Henge
Yoshiaki et Keiko forment un couple tout ce qu’il y a de plus normal – mis à part qu’Yoshiaki est parfois en proie à de violentes convulsions. Sous hypnose, il parle dans une langue inconnue. Son médecin souhaiterait le placer dans un institut spécialisé, mais Keiko refuse de l’abandonner à son sort. Le parasite qui prend corps dans l’esprit de Yoshiaki devient de plus en plus gourmand, se transformant bientôt en un immonde insectoïde.
LA FIÈVRE AU CORPS
Présenté hors compétition au 20ème festival de Gérardmer, Henge (littéralement, "transformation") fait partie des diamants noirs de la sélection ; un premier film étonnant, qui traite autant de la métamorphose d'un corps que de celle d'un couple. En seulement 54 minutes d'une efficacité redoutable, et en dépit d'un budget qu'on imagine minuscule, Hajime Ohata réussit le tour de force d'évoquer tour à tour le shintoïsme, Kafka, Tsukamoto, Cronenberg, X-Or et Godzilla, tout en livrant un film très personnel.

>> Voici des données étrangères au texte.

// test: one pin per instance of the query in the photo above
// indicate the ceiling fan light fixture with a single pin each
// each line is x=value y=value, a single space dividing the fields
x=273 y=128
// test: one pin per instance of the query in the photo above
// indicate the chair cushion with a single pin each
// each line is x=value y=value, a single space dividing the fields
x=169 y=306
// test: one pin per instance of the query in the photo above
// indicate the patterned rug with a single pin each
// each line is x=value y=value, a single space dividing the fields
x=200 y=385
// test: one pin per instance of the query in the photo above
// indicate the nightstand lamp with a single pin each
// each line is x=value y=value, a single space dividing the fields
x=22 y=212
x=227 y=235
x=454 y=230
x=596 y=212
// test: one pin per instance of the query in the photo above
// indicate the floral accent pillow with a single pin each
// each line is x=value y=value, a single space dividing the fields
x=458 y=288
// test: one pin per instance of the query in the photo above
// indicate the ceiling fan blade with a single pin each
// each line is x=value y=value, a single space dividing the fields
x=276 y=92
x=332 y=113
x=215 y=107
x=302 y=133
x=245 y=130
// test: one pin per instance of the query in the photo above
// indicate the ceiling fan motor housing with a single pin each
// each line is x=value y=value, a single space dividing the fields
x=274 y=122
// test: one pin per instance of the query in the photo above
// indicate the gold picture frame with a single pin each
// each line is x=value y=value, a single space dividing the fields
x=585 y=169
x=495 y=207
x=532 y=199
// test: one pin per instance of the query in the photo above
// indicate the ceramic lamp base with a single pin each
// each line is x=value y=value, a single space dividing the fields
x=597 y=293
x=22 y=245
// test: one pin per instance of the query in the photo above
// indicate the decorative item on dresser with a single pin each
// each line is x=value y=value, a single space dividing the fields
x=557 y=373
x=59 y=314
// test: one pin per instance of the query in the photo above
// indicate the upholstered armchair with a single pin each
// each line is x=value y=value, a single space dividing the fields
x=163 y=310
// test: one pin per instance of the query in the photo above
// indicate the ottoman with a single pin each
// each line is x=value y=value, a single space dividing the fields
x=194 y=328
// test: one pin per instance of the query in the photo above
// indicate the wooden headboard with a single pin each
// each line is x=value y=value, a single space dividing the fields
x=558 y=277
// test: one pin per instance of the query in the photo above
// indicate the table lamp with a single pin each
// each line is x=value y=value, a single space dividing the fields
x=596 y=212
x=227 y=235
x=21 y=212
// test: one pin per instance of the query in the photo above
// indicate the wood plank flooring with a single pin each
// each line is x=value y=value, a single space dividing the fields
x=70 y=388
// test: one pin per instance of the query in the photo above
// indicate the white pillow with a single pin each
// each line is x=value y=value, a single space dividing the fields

Principales qualités de Henge, la foi inébranlable de Hajime en son histoire, le traitement premier degré qui en découle, et la simplicité avec laquelle il la raconte. Beaucoup de réalisateurs passant du court au long commettent l'erreur de vouloir trop en mettre ; ici, c'est l'inverse, le script semble avoir été totalement dégraissé du superflu pour ne s'attacher qu'à l'essentiel. La moindre scène, le moindre plan font sens, toujours au service du récit, jamais pour l'épate. Sur le plan narratif, si le personnage de Yoshiaki subit les mutations, c'est à travers les yeux de Keiko, son épouse, que l'on vit cette histoire. Elle aime son mari, souffre par procuration du mal qui le ronge, et au fond le film ne raconte rien d'autre que leur épreuve, leur capacité à faire évoluer leur couple en y intégrant l'inconnue que représentent ces changements dévastateurs. Comment vivre avec la maladie de l'autre ? Comment décider pour quelqu'un qui n'est plus tout à fait lui-même ? Jusqu'où peut-on aller par amour ? Traitant toutes ces questions en filigrane, c'est un peu comme si Hajime Ohata avait réalisé sa propre version d'Amour, avec force convulsions, excroissances, giclées de sang et amours insectoïdes, à un rythme effréné et sur une bande son saturée d'infra-graves. Concis, percutant et aussi émouvant que jouissif, Henge est une petite bombe amorcée par un cinéaste à suivre.